Almost everyone of us has used torrent at least once either to download games or movies or series, but ever wondered what is happening behind the scenes? Why sometimes the download gets stuck at 99%? Why does it use more data than the indicated download size?
Lets try to understand that today -
So what is a torrent?
It is a file sharing protocol that enables efficient and decentralized distribution of files over the internet.
The term 'decentralized distribution' is a very important part of how torrent works, so keep it in mind.
Now as we are talking about torrents lets also understand what was the need of it?
So, before torrents, the most common method of downloading files was through direct download from a central server.

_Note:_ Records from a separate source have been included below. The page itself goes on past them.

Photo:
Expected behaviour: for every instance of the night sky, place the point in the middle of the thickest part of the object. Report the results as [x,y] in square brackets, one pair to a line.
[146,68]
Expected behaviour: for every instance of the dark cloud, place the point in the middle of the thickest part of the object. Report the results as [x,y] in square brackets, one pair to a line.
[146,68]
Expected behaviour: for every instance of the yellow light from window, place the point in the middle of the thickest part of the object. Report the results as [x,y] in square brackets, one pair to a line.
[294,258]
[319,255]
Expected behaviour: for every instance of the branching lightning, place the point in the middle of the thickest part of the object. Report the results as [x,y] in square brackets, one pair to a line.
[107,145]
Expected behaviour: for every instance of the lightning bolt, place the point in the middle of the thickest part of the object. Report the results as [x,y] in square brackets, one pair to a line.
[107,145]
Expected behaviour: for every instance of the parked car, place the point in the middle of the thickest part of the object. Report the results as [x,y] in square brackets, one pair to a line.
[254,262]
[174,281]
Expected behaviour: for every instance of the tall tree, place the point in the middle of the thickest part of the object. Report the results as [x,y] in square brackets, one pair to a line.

In this model, there was one main server, and everyone downloaded from it. It leads to high cost on server and slow speed as it gets distributed among more people.
We will understand how torrent solves this problem but before that lets see the structure of a torrent file.
So a torrent file is a small metadata file that contains information about file or files being shared through the torrent network.
It serves as a roadmap for the torrent client to locate and download the desired file.
There are many details in its metadata but here is the key information that it contains -
- File name and its size
- Piece Size
- Piece Hashes
- Tracker Information
- File Structure (We'll understand meaning of each throughout the blog)
So let's go through the whole journey of a torrent file from start to end.
So the first person who creates a torrent is called Initial seeder.
A Seeder is a term which comes under or is a subpart of a term known as Peers.
Lets see what is Peers and on the way we will understand what is Seeders.
So Peers are those torrent clients who take participation in the torrent network. It has two types
- Seeders - Clients who have the complete file and who uploads it for other people.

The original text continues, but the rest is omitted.